# Rainy Days



## CrazyCash (Jul 12, 2012)

We are finally getting some much needed rain and the dogs have been cooped up in the house all day. They just went outside for a potty break and came back in totally nuts. They started doing laps around the house, chasing each other trying to get the kong and in the processes they knocked the coffee table out of place and I don't think any sections of the sectional couch are still connected. I don't mind them running off some steam, but now I'm going to have to follow their path and straighten up a little. Now they are laying on the floor grooming each other. They are very entertaining, I think I could just sit the rest of the night and watch these two.


----------



## tknafox2 (Apr 2, 2013)

I have been doing my rain dance regularly, but it just keeps blowing by. We should get a little tonight, Hope hope!
It truly is a bitter sweet reward. Much needed rain... bored, wet, crazy dogs running amok in the house, with huge muddy paw prints all over the floor. At least your two cuddle and groom... i need to go to my stash, and pull out the biggest juiciest bones I can find and put these two in separate rooms... ahhh peace!


----------



## CrazyCash (Jul 12, 2012)

We've had fairly steady rain all day which is great - hopefully some of it will come down your way. . Today I actually left them alone in the house for about two hours (well they were confined to the bedroom), but they didn't chew up anything or get into any trouble - maybe they are finally growing up!

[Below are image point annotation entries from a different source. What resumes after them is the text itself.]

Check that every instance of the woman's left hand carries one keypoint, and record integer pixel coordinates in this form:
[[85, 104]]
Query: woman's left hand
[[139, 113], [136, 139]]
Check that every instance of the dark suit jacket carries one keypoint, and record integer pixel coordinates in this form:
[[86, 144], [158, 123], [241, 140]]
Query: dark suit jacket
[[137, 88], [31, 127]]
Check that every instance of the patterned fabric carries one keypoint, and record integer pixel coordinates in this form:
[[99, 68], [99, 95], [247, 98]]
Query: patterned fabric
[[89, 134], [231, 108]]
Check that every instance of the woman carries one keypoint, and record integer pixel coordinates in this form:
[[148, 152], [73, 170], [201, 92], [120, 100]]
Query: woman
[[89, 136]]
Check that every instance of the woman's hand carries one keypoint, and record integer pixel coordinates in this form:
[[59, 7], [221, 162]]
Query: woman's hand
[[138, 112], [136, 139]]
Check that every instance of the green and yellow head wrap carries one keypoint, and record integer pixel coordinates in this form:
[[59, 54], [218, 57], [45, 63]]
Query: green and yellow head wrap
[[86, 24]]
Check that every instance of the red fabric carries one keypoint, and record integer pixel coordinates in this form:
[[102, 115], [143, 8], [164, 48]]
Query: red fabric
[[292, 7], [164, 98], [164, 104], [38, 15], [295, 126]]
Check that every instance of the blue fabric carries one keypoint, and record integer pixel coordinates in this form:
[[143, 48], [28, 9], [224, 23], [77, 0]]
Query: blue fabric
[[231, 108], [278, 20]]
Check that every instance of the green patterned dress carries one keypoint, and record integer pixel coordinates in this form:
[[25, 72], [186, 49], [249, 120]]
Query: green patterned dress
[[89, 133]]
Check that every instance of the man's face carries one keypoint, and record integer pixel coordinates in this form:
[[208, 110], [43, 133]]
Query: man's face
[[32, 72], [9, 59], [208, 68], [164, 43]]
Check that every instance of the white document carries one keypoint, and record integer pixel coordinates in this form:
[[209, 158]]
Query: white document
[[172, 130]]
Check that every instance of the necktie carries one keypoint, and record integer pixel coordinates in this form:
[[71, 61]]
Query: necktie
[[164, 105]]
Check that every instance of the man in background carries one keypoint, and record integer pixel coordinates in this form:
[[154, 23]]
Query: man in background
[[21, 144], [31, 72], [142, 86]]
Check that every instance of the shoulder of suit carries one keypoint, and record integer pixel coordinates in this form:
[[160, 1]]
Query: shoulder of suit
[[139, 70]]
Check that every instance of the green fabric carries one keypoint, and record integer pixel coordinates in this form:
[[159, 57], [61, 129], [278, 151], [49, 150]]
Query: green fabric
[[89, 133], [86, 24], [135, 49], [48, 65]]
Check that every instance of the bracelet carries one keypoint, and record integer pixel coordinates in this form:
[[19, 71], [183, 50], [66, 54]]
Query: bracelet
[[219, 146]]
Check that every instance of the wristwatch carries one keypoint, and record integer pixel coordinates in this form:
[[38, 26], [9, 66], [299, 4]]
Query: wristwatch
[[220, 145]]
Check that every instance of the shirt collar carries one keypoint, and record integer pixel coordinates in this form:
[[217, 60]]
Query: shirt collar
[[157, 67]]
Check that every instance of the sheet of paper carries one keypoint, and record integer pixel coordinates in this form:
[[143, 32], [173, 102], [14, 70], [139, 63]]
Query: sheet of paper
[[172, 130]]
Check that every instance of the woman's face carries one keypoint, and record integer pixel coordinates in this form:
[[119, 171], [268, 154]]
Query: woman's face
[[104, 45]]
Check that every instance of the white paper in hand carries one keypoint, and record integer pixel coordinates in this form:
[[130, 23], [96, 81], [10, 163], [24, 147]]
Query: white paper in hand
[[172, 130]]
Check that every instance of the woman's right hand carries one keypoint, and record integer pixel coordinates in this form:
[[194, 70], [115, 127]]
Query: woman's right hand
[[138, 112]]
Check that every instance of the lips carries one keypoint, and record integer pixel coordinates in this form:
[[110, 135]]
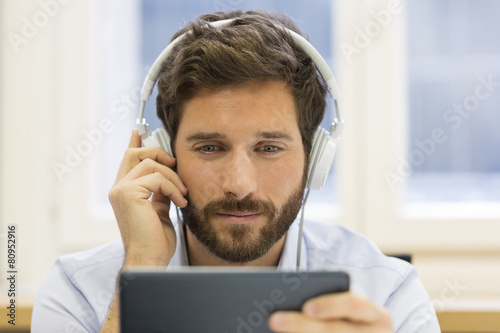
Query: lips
[[239, 217]]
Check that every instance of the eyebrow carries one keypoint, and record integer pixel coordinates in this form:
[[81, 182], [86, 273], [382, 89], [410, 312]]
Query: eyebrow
[[205, 136], [218, 136], [274, 135]]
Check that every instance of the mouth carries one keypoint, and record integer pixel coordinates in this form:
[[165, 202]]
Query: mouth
[[239, 217]]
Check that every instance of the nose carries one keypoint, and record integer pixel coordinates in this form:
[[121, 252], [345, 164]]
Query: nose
[[239, 178]]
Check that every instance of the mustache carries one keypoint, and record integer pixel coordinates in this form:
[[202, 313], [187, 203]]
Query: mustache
[[247, 204]]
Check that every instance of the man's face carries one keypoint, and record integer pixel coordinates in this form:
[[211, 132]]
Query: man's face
[[239, 152]]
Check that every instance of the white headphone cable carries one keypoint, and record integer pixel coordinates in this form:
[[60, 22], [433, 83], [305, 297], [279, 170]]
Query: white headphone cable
[[301, 227]]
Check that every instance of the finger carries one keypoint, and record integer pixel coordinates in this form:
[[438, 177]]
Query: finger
[[135, 140], [134, 156], [156, 182], [148, 166], [343, 306]]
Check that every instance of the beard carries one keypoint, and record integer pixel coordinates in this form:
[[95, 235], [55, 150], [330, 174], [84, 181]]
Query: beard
[[242, 243]]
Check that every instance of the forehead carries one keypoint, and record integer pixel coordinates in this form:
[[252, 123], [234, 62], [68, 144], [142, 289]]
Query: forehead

Oh and yes, the muddy paws are a joy! Earlier today I put them out and when they came back in they both jumped right on the couch with their wet feet - luckily it's leather so is was easy to clean up.


----------



## redbirddog (Apr 23, 2010)

Very excited to get out in the morning to see if our ponds up in the hills have started to fill with water. It has been very sad the last five months+ to hike by dry ponds all over Northern California.
My boots and pants will be muddy and Bailey and Chloe will need a bath to clean them off. It will all be worth it. The brown hills are turning green. FINALLY!


----------



## CrazyCash (Jul 12, 2012)

RBD - I saw the picture you posted this morning, the dogs looked so happy to be out in the rain! I live near Folsom lake and it's been so sad to see the lake so low. When they built Folsom Dam they flooded a small gold mining town and the lake is so low right now that the foundations from the town's buildings are visible and so is a bridge that is normally underwater. My friend took her dogs out to the lake a couple of weeks ago and they had a blast running around, but then they found the deep mud and she could not get them out of it, they were having too much fun - the clean up on that was messy.


----------



## Lenalou (Nov 27, 2013)

Meanwhile, in the UK, it's pretty much been non stop rain for months and lots of villages have been flooded for weeks!! What we wouldn't give for some dry weather


----------



## hcrowder (Dec 26, 2013)

Lenalou said:


> Meanwhile, in the UK, it's pretty much been non stop rain for months and lots of villages have been flooded for weeks!! What we wouldn't give for some dry weather


No kidding. Penny gets a bath after every walk because she comes home splattered with mud. The parks and fields are bogs.


----------



## Lenalou (Nov 27, 2013)

We've just come back from Toby's first off lead walk in the woods. He was side stepping all puddles and boggy mud but still ended up covered. He even has splatters on the top of his head and muzzle! Got to say though, he was a star. Brilliant recall and barely wandered from our side. Just what we wanted from a dog. One grubby exhausted pup is now curled up next to the radiator


----------



## MeandMy3 (Feb 27, 2013)

We still have snow here (ND), but this got me to thinking. How many of you have changed your flooring to accommodate your dogs? We put vinyl planking in every room upstairs except our bedroom. That is getting done this week. Its easier to clean up than carpet.


----------